The level of copying here is the copying *into the training set*, not the copyin...

hn_acker · on Dec 28, 2023

> The level of copying here is the copying into the training set, not the copying through use of the model.

NY Times is suing because of both the model outputs and the existence of the training set. But infringement in the training set doesn't necessarily mean that the model infringes. Why? Because of the substantial similarity requirement. But first, I'll address the training set.

For articles that a person obtains through legal methods (like buying subscriptions) but doesn't then republish, storing copies of those articles is analogous to recording a legally accessed television show (time-shifting), which generally is fair use. Currently, no court has ruled that "analogous to time-shifting" is good enough for the time-shifting precedent to apply, but I think the difference is not significant. The same applies to companies. Companies are not literally people, but there isn't a reason for the time-shifting precedent to not apply to companies.

What about the articles that OpenAI obtained through illegal methods? Then the very act of obtaining those articles would be illegal. The training set contains those copies, so NY Times can sue to make OpenAI delete those copies and pay damages. But it's not trivially obvious that a GPT model is a copy of any works or contains copied expression of the any works in the training set; the weights that make up the model represent millions of works, it's not trivially obvious that the model contains something substantially similar to the expression in a work in the training set. Therefore, it's not trivially obvious that infringement with respect to the training set amounts to infringement with respect to the model made from the training set. If OpenAI obtained NY Times articles through illegal means, then making OpenAI delete the training set would be reasonable, but the model is a separate matter.

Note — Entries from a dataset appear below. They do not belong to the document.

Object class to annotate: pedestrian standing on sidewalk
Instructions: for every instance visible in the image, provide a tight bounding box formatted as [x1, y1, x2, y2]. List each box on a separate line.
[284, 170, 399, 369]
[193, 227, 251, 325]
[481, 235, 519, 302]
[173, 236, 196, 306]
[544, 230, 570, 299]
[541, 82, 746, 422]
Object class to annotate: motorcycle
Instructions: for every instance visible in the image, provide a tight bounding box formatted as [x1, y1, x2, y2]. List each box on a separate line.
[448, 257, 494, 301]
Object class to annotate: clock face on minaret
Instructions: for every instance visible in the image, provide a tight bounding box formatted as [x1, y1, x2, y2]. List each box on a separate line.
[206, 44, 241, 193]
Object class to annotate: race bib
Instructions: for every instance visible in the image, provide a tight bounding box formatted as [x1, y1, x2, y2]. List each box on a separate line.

As long as the model doesn't contain copied expression and the weights can't be reversed into something substantially similar to expression in the existing works, then what matters is the output of the model.

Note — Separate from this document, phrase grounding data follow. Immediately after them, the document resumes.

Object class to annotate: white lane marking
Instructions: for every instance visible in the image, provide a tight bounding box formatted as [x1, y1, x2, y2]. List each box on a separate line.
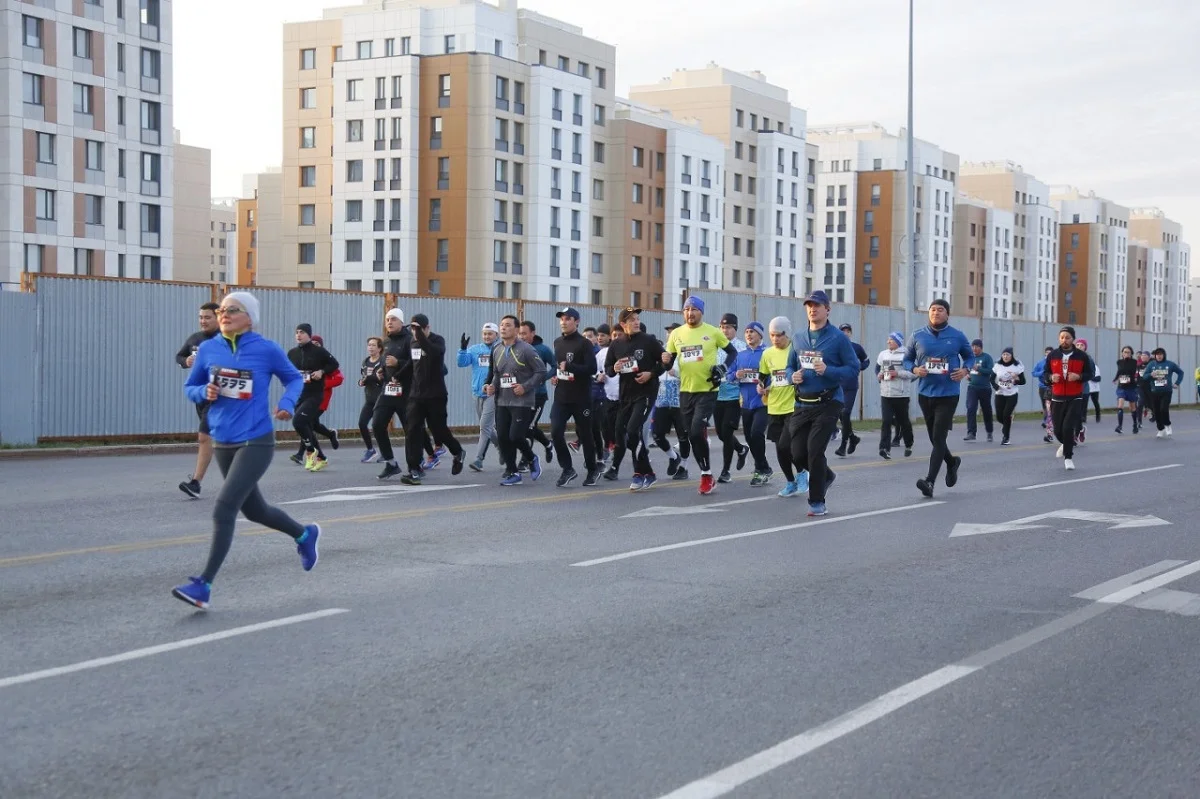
[572, 502, 942, 567]
[1018, 464, 1182, 491]
[0, 609, 349, 690]
[656, 559, 1200, 798]
[1096, 559, 1200, 605]
[315, 484, 483, 495]
[282, 484, 480, 504]
[1074, 560, 1187, 600]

If a user gives a prompt which contains no reference to an existing NY Times author, work, or a strongly associated characteristic/style, then do OpenAI's models produce outputs substantially similar to expression in the existing works? If not, then OpenAI shouldn't be liable for infringing works, because the infringing works result from the user's prompts. If my premise is false, then my conclusion falls apart. But if my premise is true, then at most I would admit that OpenAI has a limited burden to prevent users from giving those prompts.